Wednesday, October 8, 2008

A Comment On Value In The Major Sports

I wanted to go over a few different thoughts on the value in the major sports. I mean, between baseball, basketball and football, there are such different things that derive value, its almost comical.

First off, when it comes to Baseball, most of the value of available box pulls comes from the history of the game. Being among the oldest sports available in trading card form, there is ASSLOADS upon ASSLOADS of history when it comes to baseball cards. The most valuable card ever comes from baseball, and there is no autograph involved. In fact, when you bust a baseball product, there is rarely a possibility of pulling a card worth more than 100 bucks of a current player. The top value for current players is pretty easy, in fact, because of this. It goes Pujols, Jeter, and Arod, and if you arent one of those guys you arent worth that much. If your name is anyone from the charter class of the HOF, you are among the Top value guys in baseball's past. The rest of the top guys are mostly Yankees and a few scattered others. Baseball value is all history.

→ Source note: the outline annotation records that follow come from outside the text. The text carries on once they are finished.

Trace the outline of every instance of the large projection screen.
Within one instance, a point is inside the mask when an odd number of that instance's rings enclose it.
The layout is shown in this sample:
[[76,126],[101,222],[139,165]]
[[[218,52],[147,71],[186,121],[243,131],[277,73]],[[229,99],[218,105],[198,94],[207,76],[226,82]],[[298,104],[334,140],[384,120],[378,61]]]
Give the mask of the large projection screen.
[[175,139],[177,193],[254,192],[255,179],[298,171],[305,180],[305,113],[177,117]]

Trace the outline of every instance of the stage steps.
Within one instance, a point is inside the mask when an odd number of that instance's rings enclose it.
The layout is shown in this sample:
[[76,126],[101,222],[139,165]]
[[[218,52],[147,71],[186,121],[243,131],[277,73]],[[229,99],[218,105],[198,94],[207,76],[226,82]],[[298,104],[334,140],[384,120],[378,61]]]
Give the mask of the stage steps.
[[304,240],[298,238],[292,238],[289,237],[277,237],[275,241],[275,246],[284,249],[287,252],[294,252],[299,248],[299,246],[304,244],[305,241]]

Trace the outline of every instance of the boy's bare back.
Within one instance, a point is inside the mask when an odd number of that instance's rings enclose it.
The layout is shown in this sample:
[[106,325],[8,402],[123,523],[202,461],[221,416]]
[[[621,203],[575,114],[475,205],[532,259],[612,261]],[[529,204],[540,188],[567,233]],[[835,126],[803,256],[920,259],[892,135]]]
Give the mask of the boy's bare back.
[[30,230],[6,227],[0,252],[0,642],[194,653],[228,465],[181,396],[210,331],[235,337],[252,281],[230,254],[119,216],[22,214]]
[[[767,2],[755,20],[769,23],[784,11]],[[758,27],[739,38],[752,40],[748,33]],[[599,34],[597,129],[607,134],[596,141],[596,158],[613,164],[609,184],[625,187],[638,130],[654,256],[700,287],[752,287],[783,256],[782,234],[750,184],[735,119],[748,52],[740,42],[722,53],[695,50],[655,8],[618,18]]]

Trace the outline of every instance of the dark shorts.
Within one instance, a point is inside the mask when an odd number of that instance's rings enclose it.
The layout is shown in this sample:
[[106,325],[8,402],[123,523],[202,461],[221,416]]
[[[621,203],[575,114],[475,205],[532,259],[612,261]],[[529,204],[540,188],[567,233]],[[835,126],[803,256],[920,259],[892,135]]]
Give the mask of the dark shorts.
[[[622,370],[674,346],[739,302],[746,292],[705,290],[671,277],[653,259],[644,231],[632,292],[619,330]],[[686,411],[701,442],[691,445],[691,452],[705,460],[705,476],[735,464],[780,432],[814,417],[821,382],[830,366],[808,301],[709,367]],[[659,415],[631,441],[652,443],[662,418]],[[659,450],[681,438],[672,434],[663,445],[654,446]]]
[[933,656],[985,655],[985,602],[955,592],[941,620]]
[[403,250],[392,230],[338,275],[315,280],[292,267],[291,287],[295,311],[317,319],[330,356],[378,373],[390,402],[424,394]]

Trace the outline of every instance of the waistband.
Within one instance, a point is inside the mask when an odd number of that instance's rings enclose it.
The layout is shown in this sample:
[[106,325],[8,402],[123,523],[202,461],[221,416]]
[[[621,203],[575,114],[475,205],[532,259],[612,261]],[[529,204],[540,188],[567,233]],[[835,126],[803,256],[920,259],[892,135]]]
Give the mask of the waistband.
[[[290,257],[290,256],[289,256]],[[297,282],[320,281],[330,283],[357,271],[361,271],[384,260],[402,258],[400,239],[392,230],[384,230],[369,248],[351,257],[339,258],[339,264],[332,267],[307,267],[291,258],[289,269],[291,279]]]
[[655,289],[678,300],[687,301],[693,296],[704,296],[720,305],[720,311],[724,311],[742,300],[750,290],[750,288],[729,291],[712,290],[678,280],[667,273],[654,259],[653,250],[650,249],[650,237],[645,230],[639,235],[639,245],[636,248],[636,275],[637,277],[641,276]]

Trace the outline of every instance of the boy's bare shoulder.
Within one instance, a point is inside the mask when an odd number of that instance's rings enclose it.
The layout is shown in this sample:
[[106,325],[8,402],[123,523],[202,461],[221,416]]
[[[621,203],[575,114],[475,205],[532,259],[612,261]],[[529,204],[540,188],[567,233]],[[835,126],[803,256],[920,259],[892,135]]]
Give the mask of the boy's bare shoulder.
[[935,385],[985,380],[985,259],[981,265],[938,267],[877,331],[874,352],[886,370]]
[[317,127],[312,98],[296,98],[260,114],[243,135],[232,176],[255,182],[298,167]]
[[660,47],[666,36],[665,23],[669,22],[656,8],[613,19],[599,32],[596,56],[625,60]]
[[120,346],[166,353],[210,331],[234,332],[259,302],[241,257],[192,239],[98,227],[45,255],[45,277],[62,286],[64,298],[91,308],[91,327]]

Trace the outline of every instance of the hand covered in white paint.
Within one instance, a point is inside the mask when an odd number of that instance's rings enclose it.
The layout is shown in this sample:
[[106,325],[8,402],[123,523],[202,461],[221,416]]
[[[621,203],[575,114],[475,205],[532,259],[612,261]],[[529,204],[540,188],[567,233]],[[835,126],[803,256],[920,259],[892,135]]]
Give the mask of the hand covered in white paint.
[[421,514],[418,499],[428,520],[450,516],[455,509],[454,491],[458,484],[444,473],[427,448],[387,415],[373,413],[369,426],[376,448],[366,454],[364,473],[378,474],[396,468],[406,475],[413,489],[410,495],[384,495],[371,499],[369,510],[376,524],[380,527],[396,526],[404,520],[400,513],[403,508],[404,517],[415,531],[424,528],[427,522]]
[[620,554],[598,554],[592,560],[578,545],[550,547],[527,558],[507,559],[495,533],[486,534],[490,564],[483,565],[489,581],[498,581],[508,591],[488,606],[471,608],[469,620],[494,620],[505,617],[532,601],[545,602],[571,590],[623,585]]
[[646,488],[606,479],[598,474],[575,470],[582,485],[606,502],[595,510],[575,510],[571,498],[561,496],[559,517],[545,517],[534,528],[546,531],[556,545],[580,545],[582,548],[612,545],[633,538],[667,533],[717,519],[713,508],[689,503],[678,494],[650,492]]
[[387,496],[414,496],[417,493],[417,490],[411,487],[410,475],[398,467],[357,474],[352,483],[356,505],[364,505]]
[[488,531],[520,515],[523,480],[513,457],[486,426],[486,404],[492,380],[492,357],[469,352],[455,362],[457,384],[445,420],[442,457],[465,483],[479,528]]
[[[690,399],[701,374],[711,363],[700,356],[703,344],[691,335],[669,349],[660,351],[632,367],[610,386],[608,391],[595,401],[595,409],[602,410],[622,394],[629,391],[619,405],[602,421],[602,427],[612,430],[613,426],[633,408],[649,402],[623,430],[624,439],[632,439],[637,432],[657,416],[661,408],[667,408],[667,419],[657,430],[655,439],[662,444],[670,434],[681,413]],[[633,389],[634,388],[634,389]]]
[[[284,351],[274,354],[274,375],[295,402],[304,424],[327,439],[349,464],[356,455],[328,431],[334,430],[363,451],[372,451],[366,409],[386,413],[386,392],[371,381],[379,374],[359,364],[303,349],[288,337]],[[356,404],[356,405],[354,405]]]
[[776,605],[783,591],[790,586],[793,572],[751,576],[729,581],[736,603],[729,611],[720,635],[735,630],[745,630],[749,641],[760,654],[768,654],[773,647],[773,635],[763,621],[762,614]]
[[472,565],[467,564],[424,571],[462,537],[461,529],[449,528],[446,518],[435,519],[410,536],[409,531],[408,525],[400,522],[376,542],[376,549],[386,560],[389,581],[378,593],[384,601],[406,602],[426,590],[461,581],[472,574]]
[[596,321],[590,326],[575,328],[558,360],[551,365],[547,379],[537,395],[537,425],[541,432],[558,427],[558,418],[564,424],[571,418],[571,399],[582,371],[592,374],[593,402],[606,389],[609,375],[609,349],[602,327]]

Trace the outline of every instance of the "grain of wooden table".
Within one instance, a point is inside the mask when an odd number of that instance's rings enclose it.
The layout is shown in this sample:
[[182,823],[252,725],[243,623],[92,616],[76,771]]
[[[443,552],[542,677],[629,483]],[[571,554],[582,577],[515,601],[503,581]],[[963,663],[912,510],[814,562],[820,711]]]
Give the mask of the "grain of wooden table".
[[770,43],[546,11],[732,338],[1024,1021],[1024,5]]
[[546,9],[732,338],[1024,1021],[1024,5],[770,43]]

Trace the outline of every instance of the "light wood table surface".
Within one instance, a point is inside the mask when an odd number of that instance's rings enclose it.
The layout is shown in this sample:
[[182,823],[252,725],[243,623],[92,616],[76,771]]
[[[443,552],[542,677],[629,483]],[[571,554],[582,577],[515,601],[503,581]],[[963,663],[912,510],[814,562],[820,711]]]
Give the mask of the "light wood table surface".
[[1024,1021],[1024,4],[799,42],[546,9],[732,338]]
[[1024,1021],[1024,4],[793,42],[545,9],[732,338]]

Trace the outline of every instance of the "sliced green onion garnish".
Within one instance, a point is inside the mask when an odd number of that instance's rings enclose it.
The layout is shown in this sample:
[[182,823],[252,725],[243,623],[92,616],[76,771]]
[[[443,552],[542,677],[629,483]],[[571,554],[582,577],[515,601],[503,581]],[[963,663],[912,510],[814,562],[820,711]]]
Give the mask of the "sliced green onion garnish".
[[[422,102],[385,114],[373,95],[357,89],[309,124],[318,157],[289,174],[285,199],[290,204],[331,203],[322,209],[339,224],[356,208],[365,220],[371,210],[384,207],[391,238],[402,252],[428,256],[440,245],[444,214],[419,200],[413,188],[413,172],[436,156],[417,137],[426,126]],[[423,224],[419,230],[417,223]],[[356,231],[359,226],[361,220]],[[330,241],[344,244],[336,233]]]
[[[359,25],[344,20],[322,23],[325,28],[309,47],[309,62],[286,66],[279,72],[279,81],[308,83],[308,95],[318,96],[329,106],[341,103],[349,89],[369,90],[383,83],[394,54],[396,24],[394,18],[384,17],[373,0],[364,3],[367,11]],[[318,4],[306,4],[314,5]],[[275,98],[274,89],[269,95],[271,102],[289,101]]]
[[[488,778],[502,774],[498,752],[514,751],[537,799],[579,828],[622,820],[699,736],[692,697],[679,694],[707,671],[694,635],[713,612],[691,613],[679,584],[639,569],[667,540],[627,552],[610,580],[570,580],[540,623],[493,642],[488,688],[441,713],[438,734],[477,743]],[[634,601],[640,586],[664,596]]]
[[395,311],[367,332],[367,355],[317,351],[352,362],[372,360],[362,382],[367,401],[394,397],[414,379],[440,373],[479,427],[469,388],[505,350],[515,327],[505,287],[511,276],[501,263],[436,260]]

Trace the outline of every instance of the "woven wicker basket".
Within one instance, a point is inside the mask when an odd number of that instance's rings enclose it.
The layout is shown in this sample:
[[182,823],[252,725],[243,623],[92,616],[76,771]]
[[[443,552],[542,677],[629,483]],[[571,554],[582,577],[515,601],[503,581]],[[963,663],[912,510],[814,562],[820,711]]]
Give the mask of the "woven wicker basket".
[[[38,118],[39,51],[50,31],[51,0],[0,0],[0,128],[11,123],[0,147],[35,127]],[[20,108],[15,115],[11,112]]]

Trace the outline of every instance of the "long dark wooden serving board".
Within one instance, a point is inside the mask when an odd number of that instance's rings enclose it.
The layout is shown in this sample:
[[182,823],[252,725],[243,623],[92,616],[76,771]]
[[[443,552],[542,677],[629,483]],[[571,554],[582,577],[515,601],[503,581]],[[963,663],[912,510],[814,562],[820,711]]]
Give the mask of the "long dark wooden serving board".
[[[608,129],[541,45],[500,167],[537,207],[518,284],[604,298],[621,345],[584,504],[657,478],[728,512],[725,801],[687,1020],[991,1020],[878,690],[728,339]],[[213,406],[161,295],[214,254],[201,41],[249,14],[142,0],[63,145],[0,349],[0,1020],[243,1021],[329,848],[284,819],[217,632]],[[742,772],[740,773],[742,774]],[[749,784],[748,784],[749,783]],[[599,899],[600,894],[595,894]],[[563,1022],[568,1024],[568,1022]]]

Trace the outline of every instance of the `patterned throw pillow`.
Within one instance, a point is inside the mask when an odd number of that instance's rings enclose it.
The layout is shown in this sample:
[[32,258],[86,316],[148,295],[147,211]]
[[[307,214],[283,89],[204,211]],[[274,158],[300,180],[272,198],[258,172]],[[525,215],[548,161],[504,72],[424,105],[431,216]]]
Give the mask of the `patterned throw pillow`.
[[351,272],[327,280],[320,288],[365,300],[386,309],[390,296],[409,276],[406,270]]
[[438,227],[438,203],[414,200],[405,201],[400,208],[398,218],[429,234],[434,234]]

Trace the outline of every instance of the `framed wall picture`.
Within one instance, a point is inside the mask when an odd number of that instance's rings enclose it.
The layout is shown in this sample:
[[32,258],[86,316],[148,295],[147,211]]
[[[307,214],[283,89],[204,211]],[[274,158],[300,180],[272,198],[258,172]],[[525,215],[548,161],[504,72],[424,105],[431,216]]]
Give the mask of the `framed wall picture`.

As for Football, the value is mostly in QBs, RBs, and Rookies. With football being the only sport with three competing brands, you can imagine it gets pretty heated and brand focused. The history is not much of a factor, unless you are a recent retiree, or your name is Payton or Unitas. Basically, if you werent the absolute best at your position, or you played a non-skill position, you arent worth too much. Right now, the top value current guys in FB are All Day, Favre, Tomlinson, Roethlisberger, Brady, Manning, and maybe still Reggie Bush. There are also a crop of new RCs that are worth more than $100 every single year. Maybe this is why high end works for BKB and FB, but not baseball. Its kind of interesting that value can be so different for FB than Baseball. Also, the current stars/recent retired stars of worth list is much larger than Baseball. Football is more about now than the past.

Moving on to basketball, its the Jordan, LeBron and Kobe show, and thats it. The rookies arent that much any more, the history is really kind of blah in terms of cards. All the worth stems from those three guys and thats it. Plus, if its not an exquisite card, its STILL not that good. Also, Topps owns the exclusive rights to no one except the third point guard on Denver's D-league team, so im not sure why they are still in the Basketball business. Really, Basketball is quickly becoming a one product sport.

Of course, this is just my perception, but it seems like a lot of other people feel the same way. Plus, Topps is going down the tubes pretty fast, in my opinion, and their products pretty much are Chrome and more Chrome. With the new historical baseball players they signed before the beginning of the season, they may have a way to get back into it as now they own the people that derive the value in baseball. Regardless, their products are still awful and their concepts suck, so everyone loses. Who knows with this crap anymore.